Casualty Star Treads The Boards For Safety At Dounreay
1st November 2010
Casualty star Ronnie McCann is helping workers at Dounreay stay out of real-life accident and emergency units.
The actor, who appeared 43 times in the BBC series as nurse Barney Woolfe, has been treading the boards as part of European Safety Week at the site of Britain's biggest nuclear decommissioning project.
He plays the part of an oil rig supervisor in the dramatisation of a real-life accident that claimed the life of an offshore worker nine years ago.
Hundreds of workers involved in the Dounreay clean-up have attended the two-hour production in the site's lecture theatre.
The Mousehole explores the safety culture on the rig and engages the audience around tell-tale warning signs that preceded the accident.
He stars alongside another Scots actor, Simon Murray, whose credits include the Ken Loache film My Name Is Joe and Irish actress Annette Tierney, who works for the show's producers, London-based AKT Productions.
The company was hired by Dounreay Site Restoration Ltd to deliver six performances of The Mousehole during European Safety Week.
John Deighan, a trade union safety rep with DSRL, says theatre-based learning can be a very effective way to communicate messages about safety to workers at Dounreay carrying out hazardous tasks.
"It's a dramatic recreation of real events that lead to someone's death on an oil rig but the lessons learned resonate in any hazardous workplace," he said.
"I'm very pleased the company at Dounreay supported the unions when we suggested staging the event here as part of European Safety Week.

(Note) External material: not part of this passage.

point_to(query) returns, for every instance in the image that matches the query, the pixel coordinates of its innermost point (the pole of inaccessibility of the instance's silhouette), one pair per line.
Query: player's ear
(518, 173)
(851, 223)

"It's another way to get the message across about the sort of culture we need to foster if we're to maintain high standards of safety around the hazards here."
Ronnie headed to Dublin immediately after his last performance at Dounreay to resume filming for the Irish television soap Fair City, in which he plays the part of Glaswegian villain Ritchie Lennon.

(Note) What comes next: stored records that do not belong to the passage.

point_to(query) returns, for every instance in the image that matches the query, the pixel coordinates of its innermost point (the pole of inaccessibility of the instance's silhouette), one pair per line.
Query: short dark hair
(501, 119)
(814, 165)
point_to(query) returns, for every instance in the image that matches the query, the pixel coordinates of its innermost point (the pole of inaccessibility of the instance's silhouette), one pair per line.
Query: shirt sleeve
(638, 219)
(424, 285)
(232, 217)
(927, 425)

His other credits include parts in Eastenders, Taggart, Judge John Deed, the Royal and The Bill, in which he played DS John Hanlson.
Simon meanwhile is heading to Shanghai for his next role in theatre
Photo
Ronnie McCann (front left) and Simon Murray (front right) with Annette Tierney (left), DSRL audit and safety manager Graeme Dunnett (centre) and trade union safety rep John Deighan (right).